William Alfred's Agamemnon is only incidentally a Greek tragedy. Rather, a world with a clearer justice than our own, his Agamemnon suits the tuxedoed gentlemen and gowned ladies who made it live in the theatre as well as those, more colorfully garbed, who live it in less pellucid form outside. It is a world of diamantine retribution; the wages of Agamemnon's and Clytemnestra's infidelity are hard and glittering.
But this world suits the actors and their audience less because of the Ideals it embodies than because of what it lets them see of themselves. Aegisthus, commissioned to kill his own father, finds a man "Shaken by disgust / At the whoring of his belly after a life / His mind was through with." And Philo, the one Regent-Councillor who abstained from voting for death, asks what has become of the time "When by some strong geometry of love / The law and right were one, the thing and its use, / The man and the life he'd made his own? All gone."
It is the same diabolic Moeris, leader of the Council of Regency, leader of the vote for death and of those who would shield their dead, who tells Clytemnestra: "See: all is well. / It is the tournament of open minds / That settles things." "And patience," adds the court poet Aegon. The mind harries Alfred's characters. "My mind is a burnt hand / That clutches for the evasive flame that burned it, / For that and nothing else." So Clytemnestra sees her love for the country beau, Aegisthus, who has unlocked her. In the end, when the diamond of justice has cut down the strong around him, Aegisthus sees: "What makes us princes but this war in us / Of what we are with what we want be?"
It is this war that Director Daniel Seltzer created in last weekend's concert reading of Agamemnon. He had help: what we are and what we want to be took on separate bodies. Agamemnon (David Stone), tall, lean unhappy king is cousin to Aegisthus (Paul Schmidt), less unhappy, not at all king. Cassandra (Lynn Milgrim) wears the colors--saffron--of the dead daughter of Queen Clytemnestra (Frances Gitter). Further, the director had the help of superb actors--actors so strong individually that, for the most part, they could pool their strength in affecting their audience instead of competing to affect it.
In spite of the strength of all the actors--so distinguished a set of readers would be rare anywhere--Frances Gitter carried the whole of Agamemnon with her when she spoke or was silent, moved or was moved. Her voice and presence simply filled the Loeb. To be sure, she left room for Agamemnon, Cassandra, and Aegisthus, but only David Stone, and at times Daniel Seltzer (Aegon), could command a place. One would have liked to see Lynn Milgrim alone, not overwhelmed; but even with Clytemnestra there, she spoke a Cassandra that thrilled.
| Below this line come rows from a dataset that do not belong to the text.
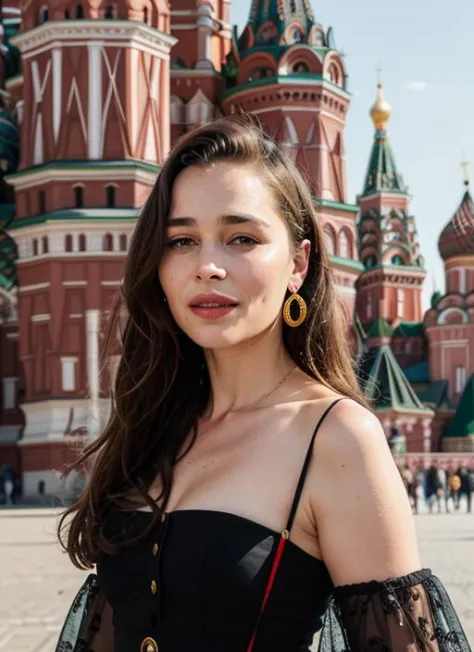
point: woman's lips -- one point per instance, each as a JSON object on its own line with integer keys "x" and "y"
{"x": 212, "y": 311}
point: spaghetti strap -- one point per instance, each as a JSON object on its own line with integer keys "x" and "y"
{"x": 304, "y": 470}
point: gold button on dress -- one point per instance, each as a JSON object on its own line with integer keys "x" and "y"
{"x": 149, "y": 645}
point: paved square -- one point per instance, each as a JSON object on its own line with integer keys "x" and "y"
{"x": 37, "y": 581}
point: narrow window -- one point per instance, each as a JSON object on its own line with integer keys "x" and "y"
{"x": 42, "y": 201}
{"x": 110, "y": 196}
{"x": 108, "y": 242}
{"x": 68, "y": 374}
{"x": 400, "y": 303}
{"x": 79, "y": 196}
{"x": 44, "y": 15}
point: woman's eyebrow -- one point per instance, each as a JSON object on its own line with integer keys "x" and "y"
{"x": 174, "y": 222}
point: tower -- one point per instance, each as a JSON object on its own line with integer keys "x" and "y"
{"x": 204, "y": 33}
{"x": 287, "y": 71}
{"x": 94, "y": 129}
{"x": 391, "y": 284}
{"x": 449, "y": 324}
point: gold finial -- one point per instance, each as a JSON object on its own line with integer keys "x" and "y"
{"x": 381, "y": 110}
{"x": 465, "y": 165}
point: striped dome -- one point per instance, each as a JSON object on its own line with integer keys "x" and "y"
{"x": 457, "y": 237}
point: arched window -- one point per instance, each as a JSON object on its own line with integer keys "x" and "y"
{"x": 343, "y": 245}
{"x": 370, "y": 261}
{"x": 329, "y": 240}
{"x": 108, "y": 242}
{"x": 79, "y": 196}
{"x": 110, "y": 190}
{"x": 44, "y": 15}
{"x": 300, "y": 67}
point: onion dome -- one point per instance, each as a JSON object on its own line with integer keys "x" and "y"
{"x": 457, "y": 237}
{"x": 382, "y": 173}
{"x": 380, "y": 111}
Aside from Alfred's exultant leap over the railing Friday night, and Eubolus' unfortunate, though hilarious, fall off the stage Saturday, this production allowed itself only one major piece of stage drama. In the fourth act, the old crippled woman Mainas (expertly voiced by Joan Tolentino) draws the scene of Iphigeneia's death in a panoply of colors: the yellow beard of the priest, the flowers blue and red and yellow; "I saw the white tents on the ocher sand, / And the staring eye-green sea, and all those men / In their silver breast-plates, and the stones / They laid her on, and the sleeves of her dress--" the saffron dress with the golden border. Then the black and white men of court return and Aegon thinks of "Lesbos when the beach turned gray" and "the gray stallion of the autumn." And finally Clytemnestra returns--with neither her husband nor his mistress, but with the blood of both. She flings her cloak open: it shines blood scarlet. She wraps it around her; still the scarlet lining shows, till the last light is out and there is silence.